In this way I learned of the suspicion that her first husband had raped two of her daughters.  The suspicion finally dissolved giving way to total assuredness, when the youngest daughter accused her father saying “she too” had been sexually abused.

The opinion was held among the relatives that Kika didn’t know how to choose men…or she that didn’t bother to choose them.  But that didn’t create any adverse feeling in me toward her.

I began to look at her differently when I discovered how she behaved towards my mother and the rest of my grandmother’s children.  This was during a period in which they lived together.
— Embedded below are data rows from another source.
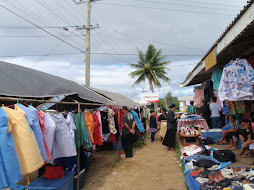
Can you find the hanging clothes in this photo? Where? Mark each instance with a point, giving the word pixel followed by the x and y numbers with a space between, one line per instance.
pixel 138 122
pixel 63 144
pixel 216 77
pixel 98 113
pixel 208 91
pixel 90 124
pixel 237 81
pixel 32 118
pixel 49 133
pixel 81 134
pixel 237 107
pixel 104 120
pixel 41 117
pixel 96 135
pixel 111 121
pixel 10 172
pixel 71 125
pixel 28 151
pixel 198 96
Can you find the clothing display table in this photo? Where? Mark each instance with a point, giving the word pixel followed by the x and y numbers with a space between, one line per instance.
pixel 201 123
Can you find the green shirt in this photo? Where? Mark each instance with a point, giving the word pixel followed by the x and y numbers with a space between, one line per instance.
pixel 190 110
pixel 81 134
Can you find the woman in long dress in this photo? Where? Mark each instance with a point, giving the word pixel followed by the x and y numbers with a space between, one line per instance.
pixel 162 124
pixel 170 136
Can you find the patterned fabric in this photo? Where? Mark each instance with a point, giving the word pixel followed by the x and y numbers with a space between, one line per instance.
pixel 237 81
pixel 198 96
pixel 189 123
pixel 225 108
pixel 237 107
pixel 216 77
pixel 111 121
pixel 97 135
pixel 138 122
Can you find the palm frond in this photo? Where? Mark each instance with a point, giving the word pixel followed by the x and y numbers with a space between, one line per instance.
pixel 140 79
pixel 137 73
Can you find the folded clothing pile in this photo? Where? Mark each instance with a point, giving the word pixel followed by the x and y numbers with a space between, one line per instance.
pixel 231 177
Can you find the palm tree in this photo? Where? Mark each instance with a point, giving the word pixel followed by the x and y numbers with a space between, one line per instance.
pixel 151 66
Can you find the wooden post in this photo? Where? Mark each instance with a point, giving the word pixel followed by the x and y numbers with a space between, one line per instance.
pixel 78 160
pixel 28 179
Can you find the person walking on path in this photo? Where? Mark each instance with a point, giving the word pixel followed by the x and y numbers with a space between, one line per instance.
pixel 162 124
pixel 191 109
pixel 215 113
pixel 205 112
pixel 170 137
pixel 128 132
pixel 153 125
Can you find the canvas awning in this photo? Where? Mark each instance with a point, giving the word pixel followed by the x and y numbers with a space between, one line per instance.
pixel 18 81
pixel 237 41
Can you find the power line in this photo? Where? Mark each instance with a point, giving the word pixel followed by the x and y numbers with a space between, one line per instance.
pixel 94 53
pixel 40 28
pixel 207 3
pixel 195 6
pixel 166 9
pixel 153 40
pixel 35 36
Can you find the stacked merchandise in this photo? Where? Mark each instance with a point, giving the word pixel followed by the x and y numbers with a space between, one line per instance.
pixel 204 172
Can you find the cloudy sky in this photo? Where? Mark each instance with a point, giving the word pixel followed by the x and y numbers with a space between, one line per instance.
pixel 183 29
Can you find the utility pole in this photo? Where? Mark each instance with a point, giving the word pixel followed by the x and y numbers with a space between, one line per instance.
pixel 88 28
pixel 88 32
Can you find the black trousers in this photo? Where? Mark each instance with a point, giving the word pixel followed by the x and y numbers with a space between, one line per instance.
pixel 127 141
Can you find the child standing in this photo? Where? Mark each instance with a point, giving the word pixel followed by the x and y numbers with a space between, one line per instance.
pixel 153 125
After so many years, I’m still not capable of repeating a single one of the accusatory anecdotes.  I only know that, somehow, Aunt Kika benefitted her children to the detriment of the rest of my grandmother’s successors.

That fact was enough to turn null the sympathy that my grandmother’s sister had evoked in me. She was an unjust woman.

At 13 or 14 we feel we should rebel against the unjust world of adults – their hypocritical ways of life, their cowardice, their lies.

So I didn’t care if Kika was suffering the rigors of cancer throughout all her body.  She had done wrong —in my “innocent” way of seeing things— to my mother, my grandmother, my aunts and uncles, and was not worthy of my affection, barely my greeting (though she only visited us once every two months).

I didn’t stop to think that each person has their own truth, their reasons for seeing things in one way or another.

She was a mother responsible for six children; my grandmother was also responsible for her own.

When somebody hurts us we express pain, but it doesn’t mean that we must hate them for that or that the person would hurt us for the simple pleasure of creating pain.

My family continued to love Kika, with all her defects, and she loved us as well.  I didn’t learn this in time and I lost out on the wonderful experience of knowing Aunt Kika.